Les revues de questions récentes l’attestent, avec des interventions le plus souvent mixtes, individuelles et organisationnelles, incluant le développement de compétences, la gestion du stress, l’amélioration du travail d’équipe (team building), l’amélioration de la communication, la (réduction de la) charge de travail, et la gestion des horaires et du temps de travail. La santé est un exemple caricatural d’amplitude horaire trop longue et de programmation erratique du planning.

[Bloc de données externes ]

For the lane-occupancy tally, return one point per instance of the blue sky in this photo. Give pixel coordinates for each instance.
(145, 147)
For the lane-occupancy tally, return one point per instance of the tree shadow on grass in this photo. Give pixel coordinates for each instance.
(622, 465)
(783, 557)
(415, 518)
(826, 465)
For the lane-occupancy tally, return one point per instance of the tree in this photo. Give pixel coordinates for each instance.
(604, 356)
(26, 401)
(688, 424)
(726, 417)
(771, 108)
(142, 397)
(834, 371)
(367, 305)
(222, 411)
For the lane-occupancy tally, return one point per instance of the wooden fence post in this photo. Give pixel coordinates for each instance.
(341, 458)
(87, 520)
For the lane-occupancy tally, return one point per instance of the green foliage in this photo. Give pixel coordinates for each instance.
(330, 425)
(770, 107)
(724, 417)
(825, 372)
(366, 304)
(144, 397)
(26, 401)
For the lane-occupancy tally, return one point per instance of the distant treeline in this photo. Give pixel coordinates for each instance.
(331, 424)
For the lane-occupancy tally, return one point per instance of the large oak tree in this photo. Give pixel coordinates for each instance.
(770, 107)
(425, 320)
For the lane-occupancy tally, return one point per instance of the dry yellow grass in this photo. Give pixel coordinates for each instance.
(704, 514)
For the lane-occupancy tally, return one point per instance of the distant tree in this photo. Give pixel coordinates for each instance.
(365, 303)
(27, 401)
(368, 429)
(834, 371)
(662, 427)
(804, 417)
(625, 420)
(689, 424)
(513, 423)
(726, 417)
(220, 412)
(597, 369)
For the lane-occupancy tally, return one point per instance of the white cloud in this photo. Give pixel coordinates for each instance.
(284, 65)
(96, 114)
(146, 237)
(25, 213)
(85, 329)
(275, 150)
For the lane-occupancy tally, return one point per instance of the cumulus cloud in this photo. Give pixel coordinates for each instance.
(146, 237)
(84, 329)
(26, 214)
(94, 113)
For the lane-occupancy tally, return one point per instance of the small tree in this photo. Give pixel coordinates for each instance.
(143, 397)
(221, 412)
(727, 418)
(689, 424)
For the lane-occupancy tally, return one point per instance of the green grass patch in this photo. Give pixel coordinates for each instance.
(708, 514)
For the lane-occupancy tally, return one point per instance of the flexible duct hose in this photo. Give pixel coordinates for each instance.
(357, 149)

Ces interventions dans le secteur de la santé essaient progressivement de s’inscrire dans une approche globale du risque au travail, allant de formations plus traditionnelles à l’usage des seringues et au risque de piqûre contaminante non intentionnelle, jusqu’à toutes les approches sur la santé mentale citées précédemment.
Cette méta-analyse montre aussi les manques dans ces approches.
Le premier manque est celui de la trop faible généralisation des avancées à tous les secteurs industriels. Comme dit précédemment, la très grande partie des travaux récents a été conduite presque exclusivement dans le secteur médical, et encore en se limitant au secteur professionnel. Même dans ce milieu médical, la grande famille des aidants hors de l’hôpital (communautés d’aides sociales, professionnels hors hôpital) est restée en dehors des cibles d’intervention.
La généralisation multi-industrie, multi-professionnel et assimilé est encore un pas de plus à faire, à la fois pour en tirer des lois plus solides et plus applicables à tous, notamment à des risques et des expositions autres que ceux du secteur médical, et aussi parce qu’elle questionne les forces disponibles de recherche et d’action sur ce secteur (notamment la médecine du travail, souvent en asphyxie de postes).
Le besoin d’une approche globale de la santé au travail est encore plus grand que la tendance actuelle constatée. Le périmètre à inclure devrait traiter de tous les risques (psycho-sociaux, physiques, biologiques et chimiques) sans oublier les risques associés à l’hygiène de vie (sommeil, nutrition, addiction) en ajoutant les spécificités individuelles essentielles (particulièrement l’exposition des femmes). Enfin, par l’effet cumulatif de la plupart des nuisances, il est essentiel d’avoir des études longues sur les nuisances et les interventions, étalées sur plusieurs années ; des études suivant ce type de protocole manquent encore cruellement.